Simon Calder paid $89 (about pounds 55) per night for a room at the Park Plaza in the centre of Boston, a special late-booking rate obtained through the airport accommodation bureau.

Who to ask

Massachusetts Office of Travel and Tourism, 0171-978 5233.

What to read

Boston Access Guide by Richard Saul Wurman (HarperCollins, 1995 edition pounds 9.99).

SIX SIGHTS ON THE FREEDOM TRAIL

Boston Common, where the Freedom Trail starts, is the oldest public park in the United States. Pick up the trail, and the Trail Guide at the Visitor Information Booth close to Park Street "T" station - the first underground railway station in the US, aged 98 on 1 September.
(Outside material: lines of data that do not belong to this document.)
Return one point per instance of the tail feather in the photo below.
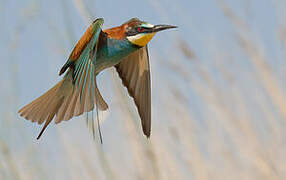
(63, 101)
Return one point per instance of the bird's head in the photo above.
(140, 33)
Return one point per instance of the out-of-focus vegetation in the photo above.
(218, 92)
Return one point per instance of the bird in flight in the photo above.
(123, 47)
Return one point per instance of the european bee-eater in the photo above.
(123, 47)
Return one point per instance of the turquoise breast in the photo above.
(111, 52)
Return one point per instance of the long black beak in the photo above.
(157, 28)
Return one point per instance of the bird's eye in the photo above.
(140, 29)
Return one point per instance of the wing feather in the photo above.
(134, 71)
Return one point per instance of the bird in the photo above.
(123, 47)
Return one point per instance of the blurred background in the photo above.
(218, 92)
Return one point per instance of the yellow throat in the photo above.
(141, 39)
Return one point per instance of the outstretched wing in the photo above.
(134, 71)
(82, 62)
Granary Burial Ground, where three independence fighters commemorated elsewhere in the city are buried: Paul Revere, John Hancock, and Samuel Adams, in whose name a beer and brewery rejoice. Also here are the victims of the "Boston Massacre", when five protesting colonists were killed by British troops in 1770.

Fanueil Hall, the stout, simple meeting house, built in 1742, is where the first steps towards a constitution were taken.

Paul Revere's House, home to America's first Renaissance man, who turned his hand to metalwork as dextrously as he fomented revolution. His tiny home is dwarfed by its neighbouring buildings and is often swamped by tourists.

National Historical Park Visitor Center, staffed by outsized boy- and girl-scouts, National Park Rangers who explain the whole revolutionary process to befuddled Brits and lead tours of the Freedom Trail.

Old State House, from where the Declaration of Independence will be read out on Tuesday 4 July.